– Выпейте же. Вот упрямец! – Эрлих подносит к моему рту фаянсовую кружку. Зубы стучат о край; вода льется на подбородок, шею, грудь, неся холодок и облегчение.

– Лежите спокойно, Птижан, и помолчите. Глупо пикироваться в вашем положении. Может быть, немного соснете?

– Чего вы хотите, Эрлих?

– Пока ничего.

– Хотел бы верить… Или нет? Или все-таки цель у вас есть? Почему бы вам, например, не сообщить, что вы – в душе, конечно! – симпатизируете мне? Или не попробовать доказать, что штурмбаннфюрер Эрлих – хорошо законспирированный сотрудник Интеллидженс сервис? Я ведь поверю. Тем более если вы шепнете мне какой-нибудь пароль, полученный под третьей степенью от прежних жильцов этой вот комнаты!

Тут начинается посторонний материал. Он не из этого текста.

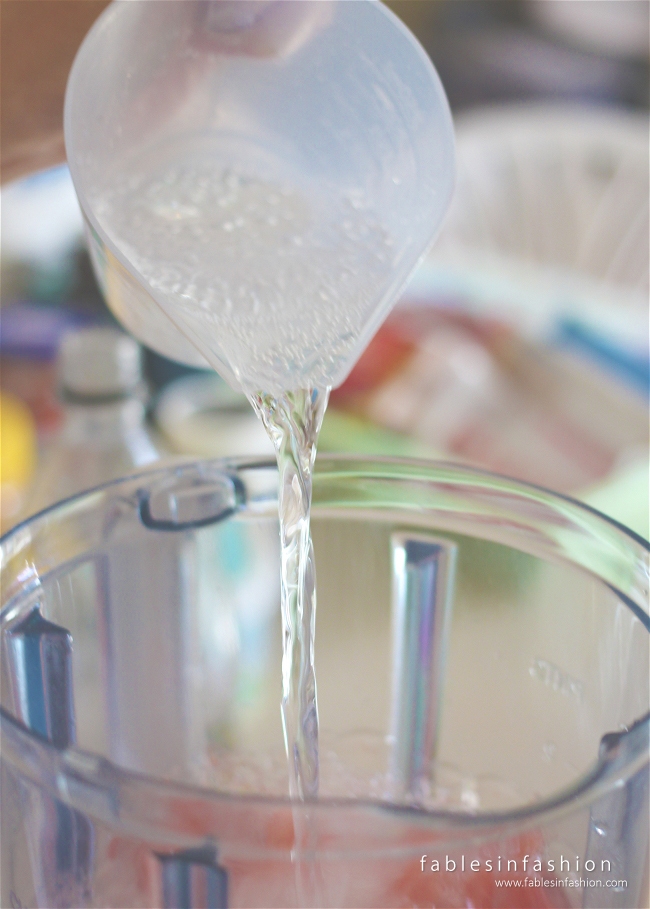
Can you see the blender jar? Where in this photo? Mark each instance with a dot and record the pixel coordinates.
(482, 667)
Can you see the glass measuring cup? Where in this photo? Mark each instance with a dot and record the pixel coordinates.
(330, 110)
(482, 655)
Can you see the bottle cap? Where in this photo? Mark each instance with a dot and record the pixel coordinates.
(99, 362)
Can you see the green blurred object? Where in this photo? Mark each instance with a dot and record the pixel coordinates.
(349, 434)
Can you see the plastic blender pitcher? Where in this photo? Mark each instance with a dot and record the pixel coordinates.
(332, 107)
(482, 659)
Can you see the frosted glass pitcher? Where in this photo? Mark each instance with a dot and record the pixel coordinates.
(258, 179)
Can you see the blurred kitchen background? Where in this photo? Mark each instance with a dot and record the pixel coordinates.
(521, 344)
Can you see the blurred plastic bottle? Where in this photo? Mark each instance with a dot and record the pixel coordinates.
(17, 456)
(103, 435)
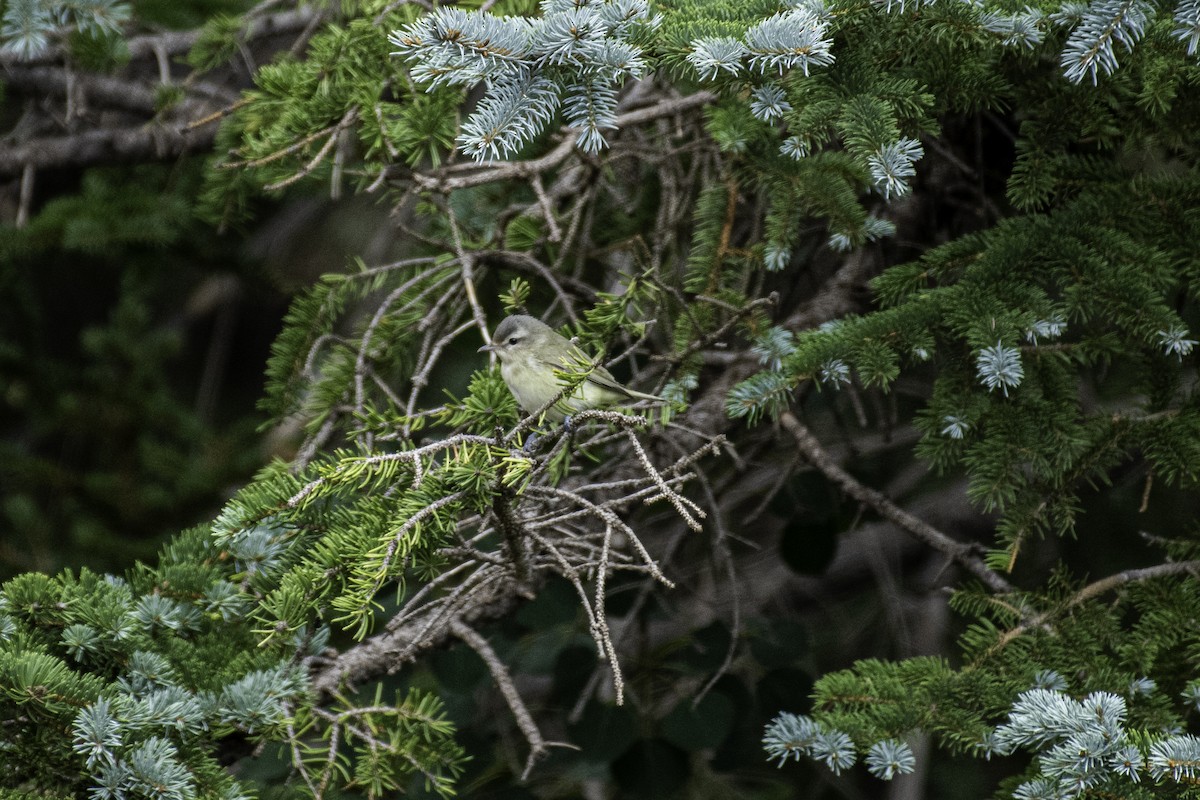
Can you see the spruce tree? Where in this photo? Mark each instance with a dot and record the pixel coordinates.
(940, 233)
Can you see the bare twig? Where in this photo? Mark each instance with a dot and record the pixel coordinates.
(511, 696)
(965, 554)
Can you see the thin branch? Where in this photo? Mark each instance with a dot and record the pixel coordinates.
(504, 683)
(965, 554)
(1095, 590)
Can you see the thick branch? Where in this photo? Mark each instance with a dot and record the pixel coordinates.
(508, 689)
(151, 142)
(963, 553)
(179, 42)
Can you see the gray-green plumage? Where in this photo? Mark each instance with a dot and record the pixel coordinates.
(531, 352)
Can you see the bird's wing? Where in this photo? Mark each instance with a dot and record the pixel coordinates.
(604, 379)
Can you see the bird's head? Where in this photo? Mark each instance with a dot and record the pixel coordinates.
(517, 337)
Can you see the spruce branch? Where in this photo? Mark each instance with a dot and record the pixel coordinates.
(1090, 48)
(966, 555)
(503, 679)
(1093, 590)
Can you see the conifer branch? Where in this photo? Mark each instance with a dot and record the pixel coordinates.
(472, 174)
(1095, 590)
(961, 553)
(538, 746)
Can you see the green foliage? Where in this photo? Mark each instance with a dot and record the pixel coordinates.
(100, 433)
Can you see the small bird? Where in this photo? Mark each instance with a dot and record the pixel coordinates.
(531, 352)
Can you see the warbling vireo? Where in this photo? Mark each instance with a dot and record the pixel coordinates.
(531, 352)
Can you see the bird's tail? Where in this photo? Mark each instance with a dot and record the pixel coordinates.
(636, 395)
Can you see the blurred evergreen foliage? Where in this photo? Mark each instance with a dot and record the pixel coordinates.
(1024, 180)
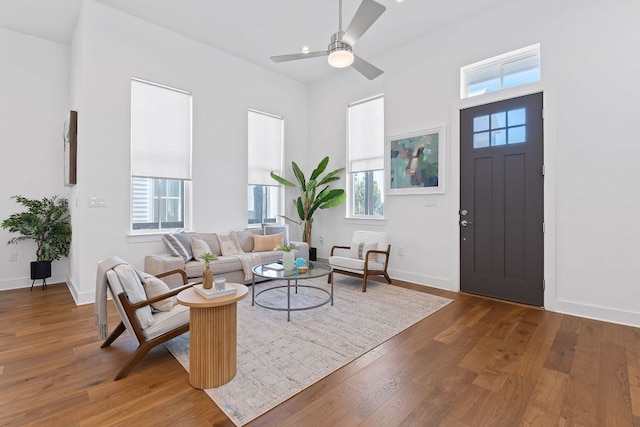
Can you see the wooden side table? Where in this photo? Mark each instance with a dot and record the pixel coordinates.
(212, 336)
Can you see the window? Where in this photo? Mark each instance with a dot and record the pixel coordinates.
(160, 156)
(508, 70)
(501, 128)
(265, 141)
(365, 122)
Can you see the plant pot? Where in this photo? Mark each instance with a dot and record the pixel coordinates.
(288, 261)
(207, 278)
(40, 269)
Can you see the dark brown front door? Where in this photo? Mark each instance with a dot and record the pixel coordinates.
(501, 200)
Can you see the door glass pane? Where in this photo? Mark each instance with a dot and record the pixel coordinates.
(498, 137)
(480, 123)
(498, 120)
(517, 117)
(517, 134)
(481, 140)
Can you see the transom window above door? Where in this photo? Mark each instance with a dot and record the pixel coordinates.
(502, 128)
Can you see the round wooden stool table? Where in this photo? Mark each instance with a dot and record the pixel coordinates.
(212, 336)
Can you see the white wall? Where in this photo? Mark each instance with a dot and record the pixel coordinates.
(34, 86)
(591, 95)
(115, 47)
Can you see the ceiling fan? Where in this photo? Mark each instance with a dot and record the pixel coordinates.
(340, 50)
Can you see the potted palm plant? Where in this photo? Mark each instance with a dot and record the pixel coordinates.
(48, 223)
(313, 195)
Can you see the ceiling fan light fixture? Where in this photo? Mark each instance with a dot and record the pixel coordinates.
(340, 58)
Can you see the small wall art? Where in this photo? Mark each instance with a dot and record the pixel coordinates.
(70, 137)
(415, 162)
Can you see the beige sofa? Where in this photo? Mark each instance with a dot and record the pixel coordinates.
(229, 267)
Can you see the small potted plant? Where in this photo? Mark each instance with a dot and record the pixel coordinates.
(207, 274)
(47, 222)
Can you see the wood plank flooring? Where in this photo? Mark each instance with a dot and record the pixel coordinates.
(477, 362)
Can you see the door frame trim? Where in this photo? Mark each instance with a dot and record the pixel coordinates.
(549, 160)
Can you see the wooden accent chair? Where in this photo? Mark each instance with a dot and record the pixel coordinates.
(149, 328)
(368, 255)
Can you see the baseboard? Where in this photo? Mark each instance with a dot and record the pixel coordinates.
(596, 313)
(25, 282)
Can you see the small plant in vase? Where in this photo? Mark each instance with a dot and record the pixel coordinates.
(207, 274)
(288, 257)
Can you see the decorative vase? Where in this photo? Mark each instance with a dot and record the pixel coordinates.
(288, 259)
(207, 278)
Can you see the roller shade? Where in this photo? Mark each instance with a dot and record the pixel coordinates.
(160, 131)
(265, 139)
(366, 135)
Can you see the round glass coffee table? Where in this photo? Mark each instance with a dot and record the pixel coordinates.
(314, 270)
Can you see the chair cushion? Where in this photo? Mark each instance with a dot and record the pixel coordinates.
(165, 321)
(267, 243)
(132, 286)
(154, 287)
(199, 247)
(353, 264)
(358, 250)
(178, 244)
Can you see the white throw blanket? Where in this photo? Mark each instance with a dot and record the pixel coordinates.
(100, 307)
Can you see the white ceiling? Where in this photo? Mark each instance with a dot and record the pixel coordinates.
(255, 29)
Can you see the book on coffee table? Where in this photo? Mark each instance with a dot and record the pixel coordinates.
(214, 293)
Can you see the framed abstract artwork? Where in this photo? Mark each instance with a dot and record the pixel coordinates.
(415, 162)
(70, 137)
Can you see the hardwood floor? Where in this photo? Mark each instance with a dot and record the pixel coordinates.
(477, 362)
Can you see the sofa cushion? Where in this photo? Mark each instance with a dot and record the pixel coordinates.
(245, 239)
(178, 244)
(132, 287)
(211, 239)
(267, 243)
(199, 247)
(154, 287)
(229, 244)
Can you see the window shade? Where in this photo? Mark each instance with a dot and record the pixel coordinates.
(265, 137)
(160, 131)
(366, 135)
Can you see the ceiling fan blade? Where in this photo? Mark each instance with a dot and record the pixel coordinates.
(368, 70)
(368, 12)
(296, 56)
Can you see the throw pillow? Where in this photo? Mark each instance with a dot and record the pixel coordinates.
(154, 287)
(179, 245)
(277, 229)
(135, 292)
(267, 243)
(199, 247)
(229, 245)
(359, 250)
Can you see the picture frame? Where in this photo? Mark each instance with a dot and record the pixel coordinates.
(415, 162)
(70, 137)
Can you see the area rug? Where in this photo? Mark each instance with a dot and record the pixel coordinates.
(278, 359)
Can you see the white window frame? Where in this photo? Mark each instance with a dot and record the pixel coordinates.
(350, 172)
(501, 61)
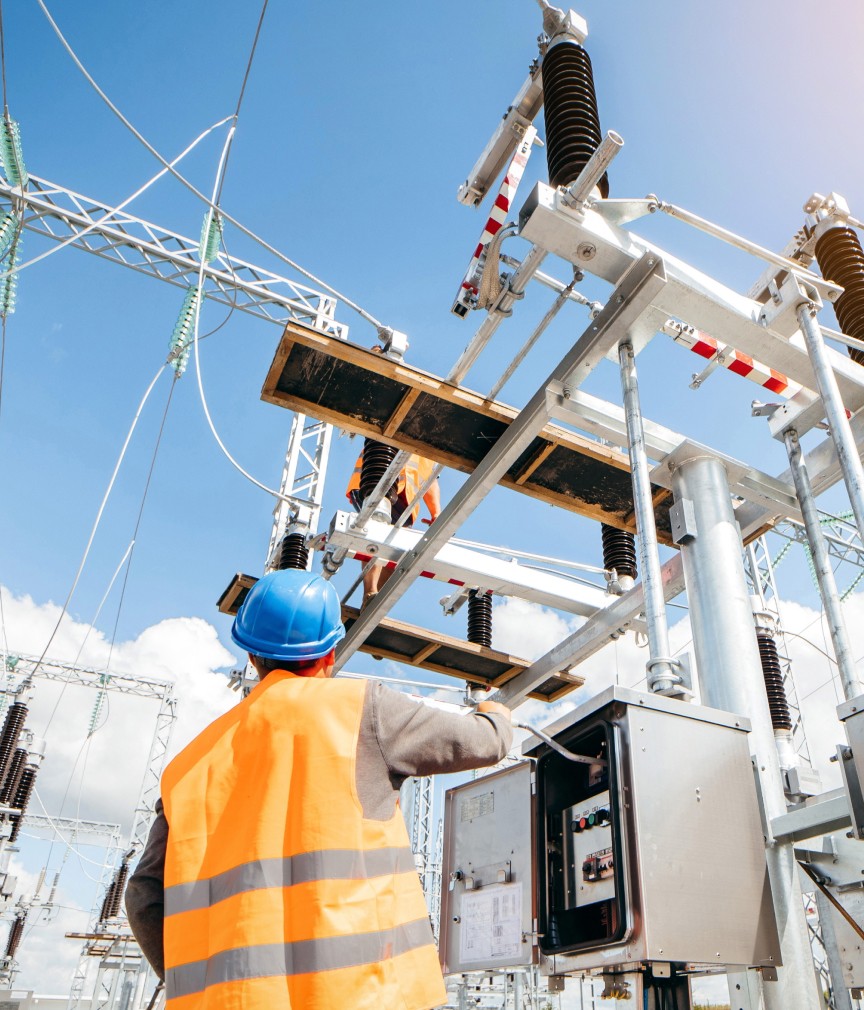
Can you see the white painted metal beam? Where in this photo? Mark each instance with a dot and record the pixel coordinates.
(589, 241)
(625, 312)
(606, 625)
(463, 567)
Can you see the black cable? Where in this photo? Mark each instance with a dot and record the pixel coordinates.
(241, 96)
(3, 59)
(138, 521)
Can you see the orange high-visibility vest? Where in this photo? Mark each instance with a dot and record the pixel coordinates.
(413, 475)
(278, 892)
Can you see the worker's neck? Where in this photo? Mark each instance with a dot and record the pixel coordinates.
(319, 668)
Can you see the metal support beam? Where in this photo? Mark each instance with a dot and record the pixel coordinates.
(731, 679)
(60, 214)
(589, 241)
(624, 312)
(660, 667)
(825, 573)
(816, 817)
(835, 412)
(597, 631)
(457, 565)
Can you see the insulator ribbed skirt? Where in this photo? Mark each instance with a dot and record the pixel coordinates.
(480, 618)
(570, 110)
(618, 550)
(293, 552)
(780, 717)
(376, 459)
(841, 260)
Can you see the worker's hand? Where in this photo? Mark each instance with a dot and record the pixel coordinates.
(495, 707)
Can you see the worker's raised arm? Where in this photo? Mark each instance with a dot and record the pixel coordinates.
(145, 898)
(421, 739)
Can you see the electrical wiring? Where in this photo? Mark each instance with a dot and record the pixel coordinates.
(114, 210)
(138, 522)
(220, 170)
(98, 519)
(193, 189)
(70, 845)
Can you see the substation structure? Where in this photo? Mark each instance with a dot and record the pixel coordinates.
(111, 964)
(650, 838)
(646, 838)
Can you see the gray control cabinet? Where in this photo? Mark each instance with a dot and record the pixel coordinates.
(651, 849)
(487, 884)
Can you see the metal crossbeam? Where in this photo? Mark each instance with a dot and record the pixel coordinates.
(54, 670)
(74, 827)
(624, 312)
(463, 567)
(606, 625)
(59, 213)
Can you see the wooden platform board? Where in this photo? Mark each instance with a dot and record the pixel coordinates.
(236, 591)
(416, 646)
(364, 393)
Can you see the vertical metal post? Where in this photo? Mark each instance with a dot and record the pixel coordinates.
(840, 997)
(731, 678)
(745, 991)
(835, 412)
(660, 666)
(825, 574)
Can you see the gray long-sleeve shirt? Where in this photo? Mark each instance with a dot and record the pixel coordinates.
(398, 738)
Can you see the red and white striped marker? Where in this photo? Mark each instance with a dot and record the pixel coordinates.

– Значит, не поверили бы? – задумчиво говорит Эрлих. – А что, если я скажу, что у доктора прав Эрлиха есть свои расхождения с господином фюрером и рейхсканцлером?

– Боже, как это свежо! Особенно сейчас, когда высадка стала фактом, а союзники вот-вот войдут в Париж.

– В Париж? До этого еще далеко, Птижан. Гораздо дальше, чем вы думаете. Да и не здесь решается судьба войны. Попомните мои слова. Фюрер сказал…

– Фюрер? У вас же с ним принципиальные расхождения, Эрлих! Вы на редкость непоследовательны.

Резкая морщина в виде буквы «фау» выпячивается на лбу штурмбаннфюрера.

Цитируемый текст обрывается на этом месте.